The main libraries and document archives are digitizing their collections. Most of them are scanning the documents and publishing the resulting images without their corresponding transcriptions. This limits seriously the document exploitation possibilities. The problem is even more serious when taking into account ancient documents, both printed (especially from the 15ht to 17th centuries) and handwritten. The commercial OCR systems offer poor performance on these kinds of documents. When the transcription is absolutely necessary, the transcription is performed manually by experts, which is a very expensive and error-prone task. Having appropriate tools, such a specialized OCR systems and handwritten recognition engines, would be very helpful to preserve, study and publish the cultural legacy.
We intend to improve the existing printed and handwritten text recognition systems with engines that allow specialized recognition for ancient document while enabling adaptation to particularities of each book or period and learning new glyphs, new lexicons, new language models… Even with these expected improvements, the results of an all automatic recognition will not be perfect. Obtaining transcriptions to the level of required quality demands the intervention of human experts to review and correct the resulting text. It is extremely useful to provide interactive tools to obtain and edit the transcription. The expert user may introduce text by writing it directly on the screen where the error is seen with the help of an stylus sensitive device. The on-line handwritten text and gestures input can feed an interactive loop between the handwritten system and be exploited in a multimodal, combined recognition system.

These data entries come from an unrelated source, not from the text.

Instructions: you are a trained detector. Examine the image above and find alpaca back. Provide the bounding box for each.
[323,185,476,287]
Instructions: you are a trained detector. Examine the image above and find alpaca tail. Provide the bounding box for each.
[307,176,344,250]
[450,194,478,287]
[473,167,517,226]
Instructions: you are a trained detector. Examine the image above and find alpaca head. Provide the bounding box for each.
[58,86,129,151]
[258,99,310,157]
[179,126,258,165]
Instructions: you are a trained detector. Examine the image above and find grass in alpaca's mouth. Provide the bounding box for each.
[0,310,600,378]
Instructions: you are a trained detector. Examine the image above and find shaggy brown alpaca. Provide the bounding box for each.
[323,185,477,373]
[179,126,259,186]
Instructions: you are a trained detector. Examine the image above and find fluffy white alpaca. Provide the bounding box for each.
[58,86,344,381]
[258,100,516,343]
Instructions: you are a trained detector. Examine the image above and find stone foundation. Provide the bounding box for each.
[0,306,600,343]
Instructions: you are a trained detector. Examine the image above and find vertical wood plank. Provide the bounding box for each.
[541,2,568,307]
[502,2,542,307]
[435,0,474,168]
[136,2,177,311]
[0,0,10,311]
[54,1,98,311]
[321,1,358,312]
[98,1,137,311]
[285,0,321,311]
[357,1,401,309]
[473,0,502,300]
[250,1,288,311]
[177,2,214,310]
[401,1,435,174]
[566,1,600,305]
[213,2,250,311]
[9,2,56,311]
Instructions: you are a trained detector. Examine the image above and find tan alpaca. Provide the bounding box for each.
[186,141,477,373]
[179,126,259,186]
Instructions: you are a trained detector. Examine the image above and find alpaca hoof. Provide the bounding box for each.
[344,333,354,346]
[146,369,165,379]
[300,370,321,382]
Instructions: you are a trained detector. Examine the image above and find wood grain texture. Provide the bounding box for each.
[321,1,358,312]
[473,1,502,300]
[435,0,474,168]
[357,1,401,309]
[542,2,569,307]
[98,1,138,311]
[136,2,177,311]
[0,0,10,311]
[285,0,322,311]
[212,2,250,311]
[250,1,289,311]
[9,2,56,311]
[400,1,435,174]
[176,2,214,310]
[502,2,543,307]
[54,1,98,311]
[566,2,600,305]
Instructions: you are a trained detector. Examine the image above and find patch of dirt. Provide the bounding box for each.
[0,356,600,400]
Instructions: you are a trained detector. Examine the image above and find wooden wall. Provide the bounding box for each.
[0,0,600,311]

The HITITA project seeks to reduce the problem on two fronts: through the development of uni and bi-modal recognition engines that can be adapted to the peculiarities of these documents (both printed and handwritten texts), and by extending an existing tool with a multimodal interface that reduces the effort necessary to correct transcription errors. The project involves the construction of a working system that extends one already available. In order to achieve these goals, we rely on close collaboration from historians and document archive institutions. Since the current best recognition systems for on-line handwritten characters and continuous off-line handwritten text have been developed by our group, we expect to maintain leadership in this field and to ease technology transference actions.